Bureau des plaintes


N'hésitez pas, vous aussi, à vous plaindre de votre période de chômage.


14·05·2026

J'ai récemment postulé pour être professeur des écoles contractuel. J'ai passé l'entretien et tout. J'ai eu 14/14 à des questions de culture générale à la con et en QCM où on te demande : "Qui a écrit les misérables ?", "A combien d'années correspondent un siècle ?" (OUI, SERIEUSEMENT). C'était en désespoir de cause. J'aime franchement bien m'occuper des gosses et leur apprendre des trucs. Mais j'ai un master de sociologie et un autre d'aménagement du territoire. Rien à voir, quoi.

Mon rêve c'était de faire de la recherche. J'ai eu des mentions à mes ptits diplômes, hein : B, TB... Mais pas réussi à décrocher un contrat doctoral. ça se joue à peu ce truc. Une fois, pour une étude financée en partie par le CNRS, pour laquelle j'avais passé un mois à préparer l'entretien, j'ai reçu un message commençant par "Nous avons le plaisir de vous annoncer que..." alors j'ai retenu mon souffle... Mais la suite, c'était :"vous avez été classée 3eme sur l'offre de these CNRS. Votre candidature était très intéressante, mais nous avons privilégié une candidate ayant plus d'expérience sur le sujet."

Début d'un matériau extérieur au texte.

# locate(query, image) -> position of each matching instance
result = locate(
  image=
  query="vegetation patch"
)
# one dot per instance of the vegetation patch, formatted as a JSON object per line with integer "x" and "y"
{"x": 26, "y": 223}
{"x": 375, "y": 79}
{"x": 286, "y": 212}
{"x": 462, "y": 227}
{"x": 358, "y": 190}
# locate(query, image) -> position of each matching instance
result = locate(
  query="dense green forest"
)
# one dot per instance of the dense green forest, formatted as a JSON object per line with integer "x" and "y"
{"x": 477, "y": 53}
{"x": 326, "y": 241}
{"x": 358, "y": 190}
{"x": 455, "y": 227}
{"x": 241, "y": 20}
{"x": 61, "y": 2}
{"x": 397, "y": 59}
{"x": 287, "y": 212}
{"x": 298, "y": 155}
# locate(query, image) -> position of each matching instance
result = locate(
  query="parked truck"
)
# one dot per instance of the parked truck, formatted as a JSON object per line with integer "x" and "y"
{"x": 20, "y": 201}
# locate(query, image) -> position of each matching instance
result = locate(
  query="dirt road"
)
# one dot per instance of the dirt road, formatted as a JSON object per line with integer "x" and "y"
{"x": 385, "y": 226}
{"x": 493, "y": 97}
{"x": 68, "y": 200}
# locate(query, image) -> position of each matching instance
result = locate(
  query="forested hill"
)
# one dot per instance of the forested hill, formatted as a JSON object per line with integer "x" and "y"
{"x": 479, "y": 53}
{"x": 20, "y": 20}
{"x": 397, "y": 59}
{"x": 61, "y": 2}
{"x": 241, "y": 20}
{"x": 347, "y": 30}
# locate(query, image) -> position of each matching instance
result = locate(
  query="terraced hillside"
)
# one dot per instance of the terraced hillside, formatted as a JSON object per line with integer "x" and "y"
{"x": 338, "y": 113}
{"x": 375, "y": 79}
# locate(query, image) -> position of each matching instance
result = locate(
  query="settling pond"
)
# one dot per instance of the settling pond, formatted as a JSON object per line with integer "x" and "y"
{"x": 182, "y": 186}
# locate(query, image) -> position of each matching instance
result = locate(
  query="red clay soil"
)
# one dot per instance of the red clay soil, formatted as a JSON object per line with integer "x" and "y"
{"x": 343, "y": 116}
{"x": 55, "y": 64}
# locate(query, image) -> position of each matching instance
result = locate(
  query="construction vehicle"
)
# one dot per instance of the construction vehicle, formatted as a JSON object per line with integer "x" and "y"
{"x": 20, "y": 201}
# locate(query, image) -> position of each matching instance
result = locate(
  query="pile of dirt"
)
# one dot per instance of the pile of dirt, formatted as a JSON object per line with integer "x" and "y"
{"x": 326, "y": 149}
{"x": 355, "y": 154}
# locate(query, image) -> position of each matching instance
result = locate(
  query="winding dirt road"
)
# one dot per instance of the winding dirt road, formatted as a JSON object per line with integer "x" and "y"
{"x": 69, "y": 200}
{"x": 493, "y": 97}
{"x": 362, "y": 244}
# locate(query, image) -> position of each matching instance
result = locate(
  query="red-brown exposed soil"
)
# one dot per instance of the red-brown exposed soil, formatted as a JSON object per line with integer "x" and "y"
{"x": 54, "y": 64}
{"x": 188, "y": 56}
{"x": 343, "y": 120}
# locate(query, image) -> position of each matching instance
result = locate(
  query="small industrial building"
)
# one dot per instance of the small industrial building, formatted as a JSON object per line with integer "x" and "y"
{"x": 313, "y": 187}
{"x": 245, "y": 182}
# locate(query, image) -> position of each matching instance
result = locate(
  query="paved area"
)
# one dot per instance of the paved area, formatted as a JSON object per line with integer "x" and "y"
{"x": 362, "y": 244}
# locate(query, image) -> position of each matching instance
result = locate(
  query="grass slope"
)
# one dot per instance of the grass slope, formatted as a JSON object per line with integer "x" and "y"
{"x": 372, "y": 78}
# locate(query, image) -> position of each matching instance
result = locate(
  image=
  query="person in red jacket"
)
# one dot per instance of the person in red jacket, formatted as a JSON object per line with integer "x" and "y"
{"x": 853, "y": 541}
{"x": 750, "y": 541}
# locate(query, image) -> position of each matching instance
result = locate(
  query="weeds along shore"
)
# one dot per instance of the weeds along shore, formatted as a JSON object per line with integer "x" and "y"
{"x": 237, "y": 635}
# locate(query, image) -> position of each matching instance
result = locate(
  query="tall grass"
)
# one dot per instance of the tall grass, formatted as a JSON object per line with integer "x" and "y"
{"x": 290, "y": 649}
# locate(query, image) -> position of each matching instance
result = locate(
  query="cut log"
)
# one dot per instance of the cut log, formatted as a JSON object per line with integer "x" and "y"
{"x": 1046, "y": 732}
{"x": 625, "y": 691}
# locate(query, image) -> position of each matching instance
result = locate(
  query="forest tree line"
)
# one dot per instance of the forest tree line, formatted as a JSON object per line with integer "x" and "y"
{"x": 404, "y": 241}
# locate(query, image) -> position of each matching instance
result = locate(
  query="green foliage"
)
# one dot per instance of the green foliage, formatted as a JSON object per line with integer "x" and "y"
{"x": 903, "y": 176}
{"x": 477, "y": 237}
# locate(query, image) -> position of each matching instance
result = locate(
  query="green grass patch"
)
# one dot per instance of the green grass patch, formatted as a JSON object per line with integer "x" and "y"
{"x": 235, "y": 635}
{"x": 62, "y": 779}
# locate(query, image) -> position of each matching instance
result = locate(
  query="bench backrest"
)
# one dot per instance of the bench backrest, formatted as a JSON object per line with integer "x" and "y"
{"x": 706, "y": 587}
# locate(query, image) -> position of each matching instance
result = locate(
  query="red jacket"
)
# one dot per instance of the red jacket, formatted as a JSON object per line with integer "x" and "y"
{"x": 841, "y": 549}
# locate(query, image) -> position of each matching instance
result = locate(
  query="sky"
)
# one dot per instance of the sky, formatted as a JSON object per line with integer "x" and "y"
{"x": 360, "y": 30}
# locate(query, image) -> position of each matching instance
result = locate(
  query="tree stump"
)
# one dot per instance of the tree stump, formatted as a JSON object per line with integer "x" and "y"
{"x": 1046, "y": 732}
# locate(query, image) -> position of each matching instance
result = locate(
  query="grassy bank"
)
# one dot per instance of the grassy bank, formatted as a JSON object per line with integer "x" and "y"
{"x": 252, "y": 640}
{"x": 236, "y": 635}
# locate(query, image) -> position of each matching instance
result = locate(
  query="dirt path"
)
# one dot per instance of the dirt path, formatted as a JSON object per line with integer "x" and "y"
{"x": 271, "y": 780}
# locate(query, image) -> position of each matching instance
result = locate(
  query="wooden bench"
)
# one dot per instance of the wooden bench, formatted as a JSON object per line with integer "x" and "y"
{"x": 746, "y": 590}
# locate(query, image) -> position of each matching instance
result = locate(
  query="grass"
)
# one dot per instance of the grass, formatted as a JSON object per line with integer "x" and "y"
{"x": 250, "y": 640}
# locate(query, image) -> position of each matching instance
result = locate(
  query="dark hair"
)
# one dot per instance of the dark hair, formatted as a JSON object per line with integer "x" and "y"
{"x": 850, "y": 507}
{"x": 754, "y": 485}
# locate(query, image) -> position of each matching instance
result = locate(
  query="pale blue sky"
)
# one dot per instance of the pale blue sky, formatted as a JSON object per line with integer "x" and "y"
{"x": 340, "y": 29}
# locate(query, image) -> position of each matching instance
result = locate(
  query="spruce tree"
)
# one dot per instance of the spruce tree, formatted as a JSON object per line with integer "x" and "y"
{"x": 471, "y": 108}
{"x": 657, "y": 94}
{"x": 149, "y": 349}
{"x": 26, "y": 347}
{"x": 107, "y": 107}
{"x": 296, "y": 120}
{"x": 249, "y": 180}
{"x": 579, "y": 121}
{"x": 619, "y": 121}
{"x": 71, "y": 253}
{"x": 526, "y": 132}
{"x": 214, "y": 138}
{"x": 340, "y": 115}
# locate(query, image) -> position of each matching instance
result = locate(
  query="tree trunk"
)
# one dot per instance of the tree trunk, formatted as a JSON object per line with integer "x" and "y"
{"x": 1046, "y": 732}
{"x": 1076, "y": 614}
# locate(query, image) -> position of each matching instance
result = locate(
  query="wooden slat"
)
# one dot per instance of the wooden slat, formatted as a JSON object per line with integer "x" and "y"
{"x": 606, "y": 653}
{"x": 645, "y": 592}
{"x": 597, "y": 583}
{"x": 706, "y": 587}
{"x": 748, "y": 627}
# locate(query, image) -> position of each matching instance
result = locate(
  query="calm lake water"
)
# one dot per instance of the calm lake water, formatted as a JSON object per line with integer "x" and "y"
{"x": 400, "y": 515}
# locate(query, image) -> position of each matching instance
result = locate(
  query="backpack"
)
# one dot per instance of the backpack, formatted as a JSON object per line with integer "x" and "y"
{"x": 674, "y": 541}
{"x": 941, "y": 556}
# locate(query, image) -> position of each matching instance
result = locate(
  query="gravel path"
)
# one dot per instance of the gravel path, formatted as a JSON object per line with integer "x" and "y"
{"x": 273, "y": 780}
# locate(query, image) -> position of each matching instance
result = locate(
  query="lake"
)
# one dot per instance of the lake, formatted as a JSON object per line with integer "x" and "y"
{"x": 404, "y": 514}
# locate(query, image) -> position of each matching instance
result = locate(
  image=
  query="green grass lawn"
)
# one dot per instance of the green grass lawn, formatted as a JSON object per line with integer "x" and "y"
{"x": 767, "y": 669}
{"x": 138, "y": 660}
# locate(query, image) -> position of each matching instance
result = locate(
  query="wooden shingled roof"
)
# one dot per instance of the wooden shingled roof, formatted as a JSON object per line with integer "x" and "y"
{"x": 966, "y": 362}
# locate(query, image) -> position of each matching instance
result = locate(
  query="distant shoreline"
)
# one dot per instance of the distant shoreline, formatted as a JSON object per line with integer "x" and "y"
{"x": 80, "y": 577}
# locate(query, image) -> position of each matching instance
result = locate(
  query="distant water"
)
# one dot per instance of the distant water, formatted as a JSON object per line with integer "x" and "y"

Et voilà, c'est tout. On bosse un mois sur un sujet pour avoir le plaisir d'être troisième et ne pas avoir de taf. Rater des opportunités de stage ou d'autres emplois, et ça pour faire ce qu'on rêve de faire... Et on perd du temps, de la thune et sa santé mentale pour espérer rêver d'être chercheur.

Alors, c'est pour ça que j'ai postulé pour être prof des écoles.

Et vous ? Vous pensez quoi du fait d'abandonner ses rêves pour préserver sa santé mentale ? Est-ce que ça vous est arrivé ?


12·05·2026

Est-ce que vous vous évaluez par rapport au contrat de travail que vous avez signé ? Moi oui. Je sais c'est con. Mais j'ai bossé des années pour espérer un jour avoir un super taf. Malheureusement, j'en ai aucun en ce moment. Ah ! Si. Un job de baby-sitter dans un truc à la con qui m'a dit qu'une famille m'appellerait, sauf qu'elle m'a jamais appelé. J'ai aussi essayé de donner des cours du soir, mais on m'a pas pris parce que j'ai accepté un entretien le jour même sans avoir révisé comment accorder un participe passé en proposition subordonnée COD ou COI... Bref, je me suis foiré. On m'a proposé de rester dans un centre de loisirs après un stage. Mais pour voir les collègues crier sur les gosses sans pouvoir dire que c'est de la merde parce qu'ils sont là depuis vingt ans, pas question.

Donc finalement, rien.

Vous allez me dire : non mais pourquoi tu cherches pas un taf en rapport avec tes masters ?! La réponse est : on ne me répond pas non plus. Collectivités territoriales, cabinets de conseil, associations... On m'accepte que pour bosser gratuitement, ou avec des contrats ultra-précaires. Voire, la blague, en tant qu'auto-entrepreneur, parce que finalement, pourquoi se faire chier avec des salariés ?

J'ai lu une super statistique récemment, découverte lors d'une énième visio avec un conseiller a k s i s :

"Jeunes diplômés, -1 an d'expérience : -16% d'embauches."

Comme pleins de gens de ma génération (the milleniallllssss), j'ai cru au baratin qu'on nous a servi. Faire des études, faire ce qui nous plait, trouver un taf dans le domaine, et vivre mieux que ses parents ouvriers qui se tuent le dos. Ca fait rêver.